Critical Race Theory in the Lone Star State
Written by Christina Abay on July 17, 2021
Many Houston residents believe that Texas legislators intentionally misrepresent critical race theory in order to further polarize the state.
Recently, Texas Governor Greg Abbott signed legislation restricting how current events and America’s history of racism can be taught in schools. House Bill 3979, dubbed the “critical race theory bill,” is the latest tactic to galvanize the Republican base to oppose recent reexaminations of the role of slavery and segregation in American history, as well as attempts to rectify those historical wrongs.
The contentious debate that has recently erupted between the two parties and their constituents— critical race theory. The basic elements of CRT arose in the late 1970s and early 1980s from a framework for legal study. Scholars examined how racial inequity persisted even after the civil rights movement passed several landmark civil rights and anti-discrimination laws.
Jackie Anderson, president of the Houston Federation of Teachers, discusses the fundamental concepts of the 40-year-old discipline.
“The core idea is that race is a social construct and that racism is not merely the product of individual bias or prejudice, but also something embedded in legal systems and policies,” Anderson said.
Examining the nation’s lengthy history of institutionalized racism pushes conservative politicians and pundits to confront the inequalities endured by African Americans throughout the years.
“A good example is when, in the 1930s, government officials literally drew lines around areas deemed poor financial risks, often explicitly due to the racial composition of inhabitants. Banks subsequently refused to offer mortgages to Black people in those areas,” Anderson explained.

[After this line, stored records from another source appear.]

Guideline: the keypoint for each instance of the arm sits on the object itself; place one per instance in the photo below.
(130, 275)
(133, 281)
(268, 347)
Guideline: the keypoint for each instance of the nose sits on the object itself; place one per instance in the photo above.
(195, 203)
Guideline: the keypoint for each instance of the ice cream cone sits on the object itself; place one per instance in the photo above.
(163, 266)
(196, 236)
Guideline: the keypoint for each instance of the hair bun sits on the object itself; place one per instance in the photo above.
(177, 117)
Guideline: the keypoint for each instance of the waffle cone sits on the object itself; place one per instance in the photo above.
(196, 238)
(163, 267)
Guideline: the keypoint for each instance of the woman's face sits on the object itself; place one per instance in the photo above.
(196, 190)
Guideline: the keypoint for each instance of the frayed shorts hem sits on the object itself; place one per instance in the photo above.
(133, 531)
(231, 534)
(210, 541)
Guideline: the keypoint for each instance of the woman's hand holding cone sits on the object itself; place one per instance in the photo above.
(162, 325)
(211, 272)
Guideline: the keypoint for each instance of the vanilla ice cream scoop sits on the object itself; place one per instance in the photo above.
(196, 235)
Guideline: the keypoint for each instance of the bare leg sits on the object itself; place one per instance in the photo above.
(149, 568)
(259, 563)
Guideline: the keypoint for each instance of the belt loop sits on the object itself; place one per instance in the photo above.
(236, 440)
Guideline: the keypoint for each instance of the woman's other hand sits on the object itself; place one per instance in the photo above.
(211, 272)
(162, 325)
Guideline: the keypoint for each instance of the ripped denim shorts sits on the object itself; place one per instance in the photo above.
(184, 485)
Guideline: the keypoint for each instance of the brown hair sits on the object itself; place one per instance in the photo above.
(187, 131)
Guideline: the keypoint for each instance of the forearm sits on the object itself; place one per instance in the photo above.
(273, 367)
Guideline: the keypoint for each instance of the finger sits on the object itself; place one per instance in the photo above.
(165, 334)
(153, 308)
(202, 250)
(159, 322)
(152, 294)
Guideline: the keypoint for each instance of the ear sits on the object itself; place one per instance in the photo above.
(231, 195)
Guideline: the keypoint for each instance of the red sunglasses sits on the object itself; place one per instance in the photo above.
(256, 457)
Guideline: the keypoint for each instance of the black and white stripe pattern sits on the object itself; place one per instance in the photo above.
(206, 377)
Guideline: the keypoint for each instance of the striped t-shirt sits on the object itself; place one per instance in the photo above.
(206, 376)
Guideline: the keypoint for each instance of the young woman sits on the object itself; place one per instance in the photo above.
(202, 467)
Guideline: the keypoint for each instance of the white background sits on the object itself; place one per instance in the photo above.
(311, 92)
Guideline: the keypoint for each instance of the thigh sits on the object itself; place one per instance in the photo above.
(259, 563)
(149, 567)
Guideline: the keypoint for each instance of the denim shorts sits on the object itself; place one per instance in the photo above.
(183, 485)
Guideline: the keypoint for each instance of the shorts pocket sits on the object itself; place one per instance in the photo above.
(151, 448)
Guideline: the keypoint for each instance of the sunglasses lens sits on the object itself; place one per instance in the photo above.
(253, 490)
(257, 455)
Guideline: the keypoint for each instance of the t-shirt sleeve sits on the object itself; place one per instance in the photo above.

In effect, the academic discipline has become the GOP’s latest target. The Republican Party in Texas and throughout the country has enacted a slew of new restrictions aimed at rewriting the nation’s history to conform to the dominant ideology.
Anderson illuminates one possible reason why conservative politicians in Texas misrepresent critical race theory.

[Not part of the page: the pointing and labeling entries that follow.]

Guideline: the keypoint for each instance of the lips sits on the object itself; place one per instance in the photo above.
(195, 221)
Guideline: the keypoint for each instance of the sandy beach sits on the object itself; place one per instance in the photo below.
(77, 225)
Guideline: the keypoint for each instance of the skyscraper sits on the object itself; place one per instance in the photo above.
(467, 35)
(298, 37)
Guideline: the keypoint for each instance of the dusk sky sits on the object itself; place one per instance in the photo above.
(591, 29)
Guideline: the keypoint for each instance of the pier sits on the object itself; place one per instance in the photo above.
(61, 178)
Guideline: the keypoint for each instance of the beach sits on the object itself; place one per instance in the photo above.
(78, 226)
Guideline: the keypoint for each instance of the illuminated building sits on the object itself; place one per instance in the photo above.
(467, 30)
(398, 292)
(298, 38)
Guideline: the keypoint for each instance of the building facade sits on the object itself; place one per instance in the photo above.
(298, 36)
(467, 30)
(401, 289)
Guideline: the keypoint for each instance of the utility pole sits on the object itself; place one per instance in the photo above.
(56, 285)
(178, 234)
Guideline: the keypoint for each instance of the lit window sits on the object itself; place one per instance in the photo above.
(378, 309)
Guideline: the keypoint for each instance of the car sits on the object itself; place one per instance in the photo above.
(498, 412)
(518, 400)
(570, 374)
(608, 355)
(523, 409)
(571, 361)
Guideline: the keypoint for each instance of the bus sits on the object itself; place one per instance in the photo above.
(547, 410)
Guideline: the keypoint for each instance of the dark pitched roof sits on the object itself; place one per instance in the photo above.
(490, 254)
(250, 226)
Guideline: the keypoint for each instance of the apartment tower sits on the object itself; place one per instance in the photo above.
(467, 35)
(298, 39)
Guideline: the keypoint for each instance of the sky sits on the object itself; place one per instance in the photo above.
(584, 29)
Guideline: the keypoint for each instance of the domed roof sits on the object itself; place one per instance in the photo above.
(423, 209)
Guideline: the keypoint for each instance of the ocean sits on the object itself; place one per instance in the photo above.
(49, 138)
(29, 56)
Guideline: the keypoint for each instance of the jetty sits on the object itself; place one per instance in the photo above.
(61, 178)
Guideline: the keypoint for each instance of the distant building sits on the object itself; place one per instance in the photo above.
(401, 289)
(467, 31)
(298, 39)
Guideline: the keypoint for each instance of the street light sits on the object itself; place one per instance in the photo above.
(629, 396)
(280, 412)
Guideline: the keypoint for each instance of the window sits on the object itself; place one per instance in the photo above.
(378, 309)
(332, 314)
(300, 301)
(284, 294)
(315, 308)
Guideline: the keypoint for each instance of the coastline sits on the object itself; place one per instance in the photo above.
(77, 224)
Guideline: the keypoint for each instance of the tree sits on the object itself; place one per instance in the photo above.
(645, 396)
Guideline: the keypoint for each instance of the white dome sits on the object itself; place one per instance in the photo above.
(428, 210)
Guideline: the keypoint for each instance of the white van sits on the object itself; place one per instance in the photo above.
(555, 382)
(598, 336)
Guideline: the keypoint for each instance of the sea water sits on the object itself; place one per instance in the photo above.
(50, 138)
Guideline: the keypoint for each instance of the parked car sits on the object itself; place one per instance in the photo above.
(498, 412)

“One reason might be that the emphasis in the text of the bills, in Texas and in other states, is often on ensuring that White students not be made to feel racist and that conservative ones not be made to feel isolated by their views,” Anderson said.
She elaborates that the language used in these bills is startling and extremely indicative of the tone desired by the prevailing culture.
“In Texas’s bill, after three short sections establishing that students can’t be required to receive academic credit by working for organizations also involved in lobbying and that teachers can’t be required to attend training sessions that attribute “blame on the basis of race or sex,” there is a very long and telling section, which is present also in bills in other states,” Anderson said.
It prohibits instructors and administrators from implying that an individual’s moral character, status, or worth are inextricably linked to his or her race or sex. The law stipulates that no student should face “discomfort, guilt, anguish, or any other form of psychological distress” due to their race or gender. Additionally, it prohibits any instruction that meritocracy or traits such as a strong work ethic are inherently racist or sexist.
Dexter Maryland, Texas Southern University SGA attorney general, weighed in on the latest breach of teachers’ rights in the classroom.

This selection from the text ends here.